Synthesis of Apolipoprotein B-containing Lipoprotein (LpB) Is Increased in FXR(-/-) Mice-- In agreement with our previous studies (17), plasma apoB and non-HDL cholesterol levels were increased 1.6- and 2.6-fold in FXR(-/-) compared with wild-type mice, respectively (Table I). By FPLC, both VLDL and LDL cholesterol levels were increased in FXR(-/-) mice (Fig. 1a). FXR(-/-) mice also had 1.7-fold increased plasma phospholipids (PL) and TG levels, compared with controls. Whereas the distribution of PL among the various classes of lipoproteins was similar to that of cholesterol (not shown), more than 90% of the TG in FXR(-/-) plasma was associated with VLDL-sized particles (Fig. 1a). To examine the mechanism underlying the increased plasma LpB levels in FXR(-/-) mice, we measured the expression of the LDL receptor (LDLr), the major receptor for LpB uptake by Northern and Western (Fig. 4, b and c) blots. The expression of the LDLr was similar in FXR(-/-) and wild-type livers, ruling out delayed hepatic catabolism to significantly account for elevated LpB in FXR(-/-) mice. Particularly vexing were the parallel increases in plasma TG levels and post-heparin LPL activity (306 ± 49 versus 179 ± 18 nmol of FFA/ml/h, n = 8, p < 0.05) observed in FXR(-/-) compared with wild-type mice.

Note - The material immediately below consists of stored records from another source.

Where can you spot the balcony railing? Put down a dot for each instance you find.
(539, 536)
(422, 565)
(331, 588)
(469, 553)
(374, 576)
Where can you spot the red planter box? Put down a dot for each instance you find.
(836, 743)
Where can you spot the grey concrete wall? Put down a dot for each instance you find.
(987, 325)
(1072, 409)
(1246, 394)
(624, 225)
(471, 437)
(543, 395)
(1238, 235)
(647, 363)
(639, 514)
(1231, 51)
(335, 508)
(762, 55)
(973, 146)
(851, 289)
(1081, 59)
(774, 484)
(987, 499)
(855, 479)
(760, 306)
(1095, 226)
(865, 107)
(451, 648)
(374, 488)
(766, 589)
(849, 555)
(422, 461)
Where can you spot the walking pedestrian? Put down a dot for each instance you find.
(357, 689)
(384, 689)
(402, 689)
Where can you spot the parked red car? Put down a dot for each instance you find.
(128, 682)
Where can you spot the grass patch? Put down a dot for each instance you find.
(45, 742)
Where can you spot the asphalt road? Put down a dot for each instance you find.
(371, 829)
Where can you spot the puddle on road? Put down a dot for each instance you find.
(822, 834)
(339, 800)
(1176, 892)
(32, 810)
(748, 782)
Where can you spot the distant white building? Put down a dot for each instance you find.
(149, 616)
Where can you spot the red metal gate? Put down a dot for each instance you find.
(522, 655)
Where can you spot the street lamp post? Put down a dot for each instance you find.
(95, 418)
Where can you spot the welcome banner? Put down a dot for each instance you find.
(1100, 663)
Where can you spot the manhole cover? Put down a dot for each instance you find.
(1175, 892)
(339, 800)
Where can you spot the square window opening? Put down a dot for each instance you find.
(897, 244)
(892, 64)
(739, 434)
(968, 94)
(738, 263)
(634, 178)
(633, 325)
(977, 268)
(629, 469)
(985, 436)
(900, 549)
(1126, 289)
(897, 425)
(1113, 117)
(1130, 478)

We reasoned that if the catabolism of LpB cholesterol and TG was not significantly impaired in FXR(-/-) mice, the production of LpB would be increased in this animal model. By Northern blot analysis, the hepatic and ileal expression of apoB, apoE, apoC-II, and apoC-III, the major proteins of LpB, were similar in FXR(-/-) and wild-type mice (Fig. 2). The expression of the microsomal triglyceride transfer protein (MTP), which plays a major role in LpB assembly (30), and of the 3-hydroxy-3-methylglutaryl-coenzymeA (HMG-CoA) reductase, the rate-limiting enzyme in the cholesterol biosynthetic pathway (31), were reduced (-67% and -42%, respectively) in the liver but not the ileum of FXR(-/-) mice (Fig. 2). However, despite reduced hepatic MTP and HMG-CoA reductase expression, the accumulation of plasma TG was dramatically increased in FXR(-/-) mice compared with wild-type (Fig. 5a) after tyloxapol injection, which blocks the hydrolysis (26) of TG by LPL, demonstrating that the production of LpB is increased upon FXR deletion.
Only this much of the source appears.